Il veleno del nazionalismo
Di certo uno dei motivi consiste nel collegamento che si è venuto a creare fra una religione e una etnia, un popolo, una nazione. La religione è usata e si lascia usare come una bandiera da alzare sugli spalti e da sventolare in faccia agli altri, ai nemici. Poi si continua a dire che dio è universale, ma a quel punto è diventato un dio nazionale e parziale, un dio che segue le sorti di un popolo, di un gruppo etnico. Nella prima Guerra Mondiale era il «Gott mit uns» dei soldati dell’imperatore tedesco, i quali facevano fuoco contro le truppe inglesi raccolte al grido «God save the King», mentre sulle Alpi austriaci e italiani si bombardavano con artiglierie benedette da preti di entrambi gli schieramenti. In India sono oggi i fondamentalisti indù a discriminare e aggredire musulmani e cristiani brandendo lo slogan «Hindu Rashtra Banayenge» («Faremo dell’Indiauna nazione indù»), nel Myanmar sono i nazionalisti buddisti a opprimere e scacciare i Rohingya musulmani, mentre l’espressione «Allah aqbar» (letteralmente «Allah è il più grande») è diventata un inquietante grido di battaglia degli islamisti.
La sfida del pluralismo
Un altro collegamento che ha scatenato e scatena violenza, è quello tra religione e verità. E la convinzione che la verità è una soltanto e che la mia religione la possiede. Certo, la verità è un bene prezioso, ma siamo sicuri di avere riflettuto abbastanza sul costo della difesa di quella che di volta in volta è stata proclamata verità? E siamo sicuri di avere esplorato fino in fondo la possibilità di coniugare difesa della verità e rispetto per chi la pensa diversamente da noi? Sarà mai possibile staccare la spina che collega la religione da una parte alla etnia, e dall’altra al concetto di verità assoluta? Forse. Ma non è e non sarà facile.
A questo proposito mi pare opportuno ricordare, proprio in questi giorni di spietato confronto tra i fanatici di Hamas e la reazione dei falchi israeliani, l’esperienza di «Wahat al-Salam – Neve Shalom», un villaggio cooperativo abitato da arabi palestinesi ed ebrei israeliani posto a metà strada tra Tel Aviv e Gerusalemme.
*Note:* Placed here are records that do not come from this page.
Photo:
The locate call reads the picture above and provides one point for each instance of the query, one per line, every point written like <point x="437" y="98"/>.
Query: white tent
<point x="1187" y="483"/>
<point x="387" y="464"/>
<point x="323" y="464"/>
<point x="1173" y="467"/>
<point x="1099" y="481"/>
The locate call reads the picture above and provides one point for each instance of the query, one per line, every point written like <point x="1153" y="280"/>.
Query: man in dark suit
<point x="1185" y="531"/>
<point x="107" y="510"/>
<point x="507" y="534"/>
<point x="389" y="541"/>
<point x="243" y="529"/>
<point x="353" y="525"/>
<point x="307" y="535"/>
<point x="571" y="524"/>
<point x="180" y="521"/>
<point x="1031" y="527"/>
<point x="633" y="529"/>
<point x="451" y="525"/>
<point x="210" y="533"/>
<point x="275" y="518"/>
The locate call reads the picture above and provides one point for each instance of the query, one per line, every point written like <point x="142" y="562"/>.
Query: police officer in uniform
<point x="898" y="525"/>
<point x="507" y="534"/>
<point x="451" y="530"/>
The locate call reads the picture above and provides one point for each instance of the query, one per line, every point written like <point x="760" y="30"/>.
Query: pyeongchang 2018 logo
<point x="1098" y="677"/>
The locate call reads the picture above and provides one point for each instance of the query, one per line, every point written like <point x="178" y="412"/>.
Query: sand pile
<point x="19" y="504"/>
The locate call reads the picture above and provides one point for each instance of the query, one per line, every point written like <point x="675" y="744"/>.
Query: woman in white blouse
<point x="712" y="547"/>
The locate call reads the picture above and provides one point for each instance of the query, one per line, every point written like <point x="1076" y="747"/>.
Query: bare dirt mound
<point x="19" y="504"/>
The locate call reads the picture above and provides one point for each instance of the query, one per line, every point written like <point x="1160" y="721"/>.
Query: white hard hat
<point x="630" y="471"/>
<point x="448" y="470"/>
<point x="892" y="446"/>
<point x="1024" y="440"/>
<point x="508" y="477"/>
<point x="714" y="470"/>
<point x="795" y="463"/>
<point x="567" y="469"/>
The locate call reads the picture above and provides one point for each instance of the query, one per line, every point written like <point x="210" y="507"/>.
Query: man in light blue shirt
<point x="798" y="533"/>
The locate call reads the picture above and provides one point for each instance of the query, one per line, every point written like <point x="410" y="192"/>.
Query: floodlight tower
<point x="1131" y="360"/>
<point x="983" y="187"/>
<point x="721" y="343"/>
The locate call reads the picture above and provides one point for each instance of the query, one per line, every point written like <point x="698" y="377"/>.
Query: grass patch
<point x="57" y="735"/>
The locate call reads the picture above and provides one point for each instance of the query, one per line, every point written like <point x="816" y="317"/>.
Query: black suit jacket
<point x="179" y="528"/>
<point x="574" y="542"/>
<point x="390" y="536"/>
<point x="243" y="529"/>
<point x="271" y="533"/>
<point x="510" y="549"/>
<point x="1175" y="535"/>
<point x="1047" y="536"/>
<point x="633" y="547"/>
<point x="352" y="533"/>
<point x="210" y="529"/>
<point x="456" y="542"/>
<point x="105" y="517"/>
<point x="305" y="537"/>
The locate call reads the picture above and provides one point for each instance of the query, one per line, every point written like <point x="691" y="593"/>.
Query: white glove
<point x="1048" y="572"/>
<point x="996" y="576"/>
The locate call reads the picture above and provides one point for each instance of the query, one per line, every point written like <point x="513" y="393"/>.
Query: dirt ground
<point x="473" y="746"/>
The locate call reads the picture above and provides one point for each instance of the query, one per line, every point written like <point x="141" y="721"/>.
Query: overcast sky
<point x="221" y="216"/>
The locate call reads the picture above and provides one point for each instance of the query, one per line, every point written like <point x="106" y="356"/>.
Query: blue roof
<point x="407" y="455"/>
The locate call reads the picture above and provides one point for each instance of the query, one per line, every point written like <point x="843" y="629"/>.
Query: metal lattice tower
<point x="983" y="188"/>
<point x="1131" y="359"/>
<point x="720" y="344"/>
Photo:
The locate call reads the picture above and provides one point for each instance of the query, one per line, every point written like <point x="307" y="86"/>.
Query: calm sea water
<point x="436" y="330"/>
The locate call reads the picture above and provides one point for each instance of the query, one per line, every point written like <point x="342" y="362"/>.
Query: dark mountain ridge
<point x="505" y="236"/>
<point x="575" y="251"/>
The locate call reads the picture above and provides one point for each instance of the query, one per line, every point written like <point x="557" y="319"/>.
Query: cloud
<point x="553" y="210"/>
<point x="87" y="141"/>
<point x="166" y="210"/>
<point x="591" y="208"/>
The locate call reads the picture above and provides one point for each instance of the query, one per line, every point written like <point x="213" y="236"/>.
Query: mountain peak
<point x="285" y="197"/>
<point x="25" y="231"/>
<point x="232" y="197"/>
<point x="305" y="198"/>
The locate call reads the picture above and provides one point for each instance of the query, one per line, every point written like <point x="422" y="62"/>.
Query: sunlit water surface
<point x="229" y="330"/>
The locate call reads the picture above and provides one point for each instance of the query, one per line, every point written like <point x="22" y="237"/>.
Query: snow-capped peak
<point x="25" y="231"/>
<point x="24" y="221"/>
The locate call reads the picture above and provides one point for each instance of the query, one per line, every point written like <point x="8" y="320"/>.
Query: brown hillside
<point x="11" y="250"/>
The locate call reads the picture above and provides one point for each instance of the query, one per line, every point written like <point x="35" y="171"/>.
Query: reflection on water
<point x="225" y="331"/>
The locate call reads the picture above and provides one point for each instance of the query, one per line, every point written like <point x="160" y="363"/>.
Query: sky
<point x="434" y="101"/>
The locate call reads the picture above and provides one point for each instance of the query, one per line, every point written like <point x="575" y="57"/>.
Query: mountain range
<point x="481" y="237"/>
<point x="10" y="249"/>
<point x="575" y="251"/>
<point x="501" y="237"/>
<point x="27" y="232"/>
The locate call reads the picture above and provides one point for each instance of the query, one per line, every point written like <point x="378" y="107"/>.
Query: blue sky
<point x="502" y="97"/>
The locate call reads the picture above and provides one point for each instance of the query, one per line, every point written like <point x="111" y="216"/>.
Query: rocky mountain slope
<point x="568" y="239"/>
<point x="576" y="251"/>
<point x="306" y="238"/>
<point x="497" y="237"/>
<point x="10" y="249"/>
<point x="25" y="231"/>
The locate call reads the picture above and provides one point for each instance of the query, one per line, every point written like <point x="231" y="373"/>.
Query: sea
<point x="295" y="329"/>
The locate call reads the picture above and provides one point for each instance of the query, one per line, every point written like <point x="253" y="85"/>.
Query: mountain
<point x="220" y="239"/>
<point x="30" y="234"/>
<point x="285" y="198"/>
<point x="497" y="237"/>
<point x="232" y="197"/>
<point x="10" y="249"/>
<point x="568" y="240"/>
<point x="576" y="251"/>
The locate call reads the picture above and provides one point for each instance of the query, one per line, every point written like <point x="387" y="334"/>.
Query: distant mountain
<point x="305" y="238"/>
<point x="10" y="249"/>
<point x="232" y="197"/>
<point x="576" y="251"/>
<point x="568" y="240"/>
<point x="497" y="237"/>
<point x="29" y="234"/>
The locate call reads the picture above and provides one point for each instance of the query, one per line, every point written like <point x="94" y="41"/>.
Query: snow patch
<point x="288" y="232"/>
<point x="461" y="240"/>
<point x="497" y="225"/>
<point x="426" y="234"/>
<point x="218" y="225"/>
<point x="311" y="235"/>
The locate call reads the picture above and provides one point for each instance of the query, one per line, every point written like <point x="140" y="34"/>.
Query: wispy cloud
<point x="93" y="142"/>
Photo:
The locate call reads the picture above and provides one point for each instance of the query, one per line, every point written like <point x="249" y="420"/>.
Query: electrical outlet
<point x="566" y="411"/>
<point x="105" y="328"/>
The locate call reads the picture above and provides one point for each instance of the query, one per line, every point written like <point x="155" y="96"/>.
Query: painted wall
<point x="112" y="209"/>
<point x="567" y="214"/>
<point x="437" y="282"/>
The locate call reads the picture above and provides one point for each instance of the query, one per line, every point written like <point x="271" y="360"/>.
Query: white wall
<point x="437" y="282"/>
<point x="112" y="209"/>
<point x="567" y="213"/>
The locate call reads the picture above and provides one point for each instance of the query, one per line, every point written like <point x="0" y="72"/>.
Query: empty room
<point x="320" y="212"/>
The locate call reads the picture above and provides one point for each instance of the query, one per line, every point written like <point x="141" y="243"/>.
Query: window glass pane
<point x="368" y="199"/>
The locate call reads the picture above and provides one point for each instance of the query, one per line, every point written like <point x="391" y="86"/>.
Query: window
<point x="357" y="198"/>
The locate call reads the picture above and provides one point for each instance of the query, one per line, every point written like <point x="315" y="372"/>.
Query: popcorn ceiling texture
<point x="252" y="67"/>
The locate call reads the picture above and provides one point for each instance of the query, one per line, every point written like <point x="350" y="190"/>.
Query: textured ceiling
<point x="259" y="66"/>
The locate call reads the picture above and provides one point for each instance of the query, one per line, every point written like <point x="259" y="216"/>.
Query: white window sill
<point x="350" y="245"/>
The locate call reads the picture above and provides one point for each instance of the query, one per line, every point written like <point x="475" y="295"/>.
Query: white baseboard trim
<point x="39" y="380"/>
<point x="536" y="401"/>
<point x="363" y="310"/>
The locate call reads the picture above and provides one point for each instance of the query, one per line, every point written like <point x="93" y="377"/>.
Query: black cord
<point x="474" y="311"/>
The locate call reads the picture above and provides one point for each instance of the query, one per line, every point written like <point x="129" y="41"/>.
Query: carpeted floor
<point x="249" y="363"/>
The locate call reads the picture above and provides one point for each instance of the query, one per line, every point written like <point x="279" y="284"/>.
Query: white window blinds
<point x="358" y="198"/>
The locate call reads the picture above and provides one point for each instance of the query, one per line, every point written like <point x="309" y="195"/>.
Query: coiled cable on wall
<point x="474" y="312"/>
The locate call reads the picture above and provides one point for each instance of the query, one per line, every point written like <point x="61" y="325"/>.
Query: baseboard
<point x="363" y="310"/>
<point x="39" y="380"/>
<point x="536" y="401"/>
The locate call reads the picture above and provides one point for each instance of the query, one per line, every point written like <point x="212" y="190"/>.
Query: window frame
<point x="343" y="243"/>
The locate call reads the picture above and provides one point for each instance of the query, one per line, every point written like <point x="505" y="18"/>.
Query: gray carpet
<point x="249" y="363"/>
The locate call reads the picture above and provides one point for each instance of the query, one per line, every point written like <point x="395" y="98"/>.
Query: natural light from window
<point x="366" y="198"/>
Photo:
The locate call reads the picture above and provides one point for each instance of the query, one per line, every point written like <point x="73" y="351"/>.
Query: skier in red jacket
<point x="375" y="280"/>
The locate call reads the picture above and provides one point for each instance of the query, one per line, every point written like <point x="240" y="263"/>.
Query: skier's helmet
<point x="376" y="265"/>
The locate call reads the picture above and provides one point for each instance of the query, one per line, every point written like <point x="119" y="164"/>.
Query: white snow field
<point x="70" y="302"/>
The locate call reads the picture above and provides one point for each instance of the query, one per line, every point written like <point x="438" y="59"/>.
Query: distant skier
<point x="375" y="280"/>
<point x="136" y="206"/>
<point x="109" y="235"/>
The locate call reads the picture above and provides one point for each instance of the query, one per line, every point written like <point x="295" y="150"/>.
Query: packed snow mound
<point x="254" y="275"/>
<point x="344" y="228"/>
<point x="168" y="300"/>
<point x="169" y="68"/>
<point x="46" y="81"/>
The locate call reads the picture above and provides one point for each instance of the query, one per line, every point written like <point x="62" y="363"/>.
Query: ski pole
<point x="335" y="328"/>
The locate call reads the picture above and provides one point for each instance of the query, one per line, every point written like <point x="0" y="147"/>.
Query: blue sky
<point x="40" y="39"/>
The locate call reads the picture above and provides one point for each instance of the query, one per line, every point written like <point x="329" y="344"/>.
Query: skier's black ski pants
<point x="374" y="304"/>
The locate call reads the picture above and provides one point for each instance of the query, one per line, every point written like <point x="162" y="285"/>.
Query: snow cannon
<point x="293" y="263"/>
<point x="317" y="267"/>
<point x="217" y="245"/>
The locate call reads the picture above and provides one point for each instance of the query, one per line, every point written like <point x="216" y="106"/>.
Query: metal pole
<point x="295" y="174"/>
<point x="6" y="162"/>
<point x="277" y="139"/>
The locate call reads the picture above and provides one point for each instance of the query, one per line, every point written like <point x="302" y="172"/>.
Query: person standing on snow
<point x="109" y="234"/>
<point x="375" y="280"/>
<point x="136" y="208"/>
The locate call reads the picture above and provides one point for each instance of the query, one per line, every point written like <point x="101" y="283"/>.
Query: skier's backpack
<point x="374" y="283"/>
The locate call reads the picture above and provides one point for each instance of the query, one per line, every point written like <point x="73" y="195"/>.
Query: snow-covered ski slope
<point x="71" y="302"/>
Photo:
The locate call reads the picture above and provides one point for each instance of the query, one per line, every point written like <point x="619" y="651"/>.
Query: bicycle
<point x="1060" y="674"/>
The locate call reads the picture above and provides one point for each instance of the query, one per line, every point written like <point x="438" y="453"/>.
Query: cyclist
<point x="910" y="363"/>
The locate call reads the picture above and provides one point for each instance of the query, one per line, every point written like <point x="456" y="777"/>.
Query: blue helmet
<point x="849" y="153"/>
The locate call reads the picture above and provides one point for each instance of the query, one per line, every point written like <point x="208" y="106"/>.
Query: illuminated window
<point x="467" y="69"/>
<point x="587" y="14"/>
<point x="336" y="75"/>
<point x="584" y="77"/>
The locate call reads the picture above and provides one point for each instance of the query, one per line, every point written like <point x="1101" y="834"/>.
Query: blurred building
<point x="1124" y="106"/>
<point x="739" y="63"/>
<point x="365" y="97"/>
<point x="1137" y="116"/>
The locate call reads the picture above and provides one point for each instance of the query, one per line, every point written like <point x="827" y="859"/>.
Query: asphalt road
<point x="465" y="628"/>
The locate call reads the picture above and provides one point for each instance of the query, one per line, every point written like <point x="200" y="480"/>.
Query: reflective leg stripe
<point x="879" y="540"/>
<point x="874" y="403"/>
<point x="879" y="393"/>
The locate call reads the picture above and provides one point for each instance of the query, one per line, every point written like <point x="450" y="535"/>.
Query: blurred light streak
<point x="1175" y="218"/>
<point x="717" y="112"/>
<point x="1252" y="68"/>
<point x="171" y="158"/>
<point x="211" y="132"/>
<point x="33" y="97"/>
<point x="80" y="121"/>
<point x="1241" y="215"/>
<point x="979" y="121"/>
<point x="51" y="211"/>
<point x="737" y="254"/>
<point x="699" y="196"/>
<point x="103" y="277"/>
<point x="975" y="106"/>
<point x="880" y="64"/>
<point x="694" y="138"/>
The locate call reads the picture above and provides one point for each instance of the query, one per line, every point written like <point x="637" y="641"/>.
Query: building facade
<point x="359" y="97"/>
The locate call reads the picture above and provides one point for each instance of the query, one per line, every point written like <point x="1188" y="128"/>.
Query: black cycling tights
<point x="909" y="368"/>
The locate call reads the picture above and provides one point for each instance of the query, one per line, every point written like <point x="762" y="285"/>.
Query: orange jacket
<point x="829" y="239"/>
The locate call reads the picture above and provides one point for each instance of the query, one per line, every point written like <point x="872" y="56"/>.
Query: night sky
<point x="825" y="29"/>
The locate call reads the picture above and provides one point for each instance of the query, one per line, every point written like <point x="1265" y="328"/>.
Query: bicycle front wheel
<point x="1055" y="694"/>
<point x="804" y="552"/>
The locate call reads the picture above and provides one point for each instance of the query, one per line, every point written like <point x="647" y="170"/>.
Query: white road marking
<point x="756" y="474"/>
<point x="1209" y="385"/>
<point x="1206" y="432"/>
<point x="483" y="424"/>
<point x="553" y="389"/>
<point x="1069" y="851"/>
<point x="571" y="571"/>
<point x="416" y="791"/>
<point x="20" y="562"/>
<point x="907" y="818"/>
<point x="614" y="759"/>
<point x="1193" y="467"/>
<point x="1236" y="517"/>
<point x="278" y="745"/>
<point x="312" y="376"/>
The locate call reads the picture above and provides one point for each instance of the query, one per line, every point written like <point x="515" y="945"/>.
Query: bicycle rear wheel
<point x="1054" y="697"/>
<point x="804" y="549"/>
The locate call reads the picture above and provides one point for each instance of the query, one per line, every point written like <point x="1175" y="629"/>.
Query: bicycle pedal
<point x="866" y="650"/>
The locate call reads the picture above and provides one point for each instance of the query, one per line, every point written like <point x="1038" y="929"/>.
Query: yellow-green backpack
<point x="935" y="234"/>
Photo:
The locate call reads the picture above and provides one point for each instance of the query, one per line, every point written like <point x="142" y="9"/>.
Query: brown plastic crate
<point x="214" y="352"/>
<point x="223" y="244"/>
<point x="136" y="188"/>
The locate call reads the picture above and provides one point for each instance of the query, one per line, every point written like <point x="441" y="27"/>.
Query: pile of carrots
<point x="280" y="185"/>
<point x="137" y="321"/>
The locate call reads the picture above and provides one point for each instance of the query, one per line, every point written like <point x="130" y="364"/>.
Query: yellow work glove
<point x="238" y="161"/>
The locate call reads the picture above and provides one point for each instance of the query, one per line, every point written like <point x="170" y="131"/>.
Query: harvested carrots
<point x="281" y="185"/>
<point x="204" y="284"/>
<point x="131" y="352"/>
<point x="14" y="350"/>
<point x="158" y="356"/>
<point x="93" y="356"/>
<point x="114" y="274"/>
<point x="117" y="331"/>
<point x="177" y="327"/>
È la sola comunità presente oggi in Israele in cui ebrei e palestinesi, di cittadinanza israeliana – in tutto un centinaio di famiglie -, vivono insieme per scelta. Il Villaggio fu fondato all’inizio degli anni ’70 dal domenicano Bruno Hussar, figura-chiave del dialogo ebraico-cristiano. A «Neve Shalom Wahat al Salam» sorgono ad esempio una scuola primaria bilingue e binazionale (la prima in Israele), una Scuola per la pace e un Centro spirituale pluralista. La direzione del Villaggio ha rilasciato, negli scorsi giorni un comunicato in cui afferma che «non possiamo vivere in tranquillità e sicurezza senza riconoscere i pieni diritti di ogni singolo essere umano, palestinese, israeliano, ebreo, arabo, che vive tra il fiume e il mare».
In conclusione
Oggi occorre riportare il divino nel suo ambito e nel suo ruolo, non solo nelle parole ma anche nei fatti. Un divino che non si ponga in concorrenza con altri e che non si serva della politica per garantirsi privilegi e primi posti. Non più legato a una bandiera, ma amante, fino in fondo, indistintamente, di tutta l’umanità.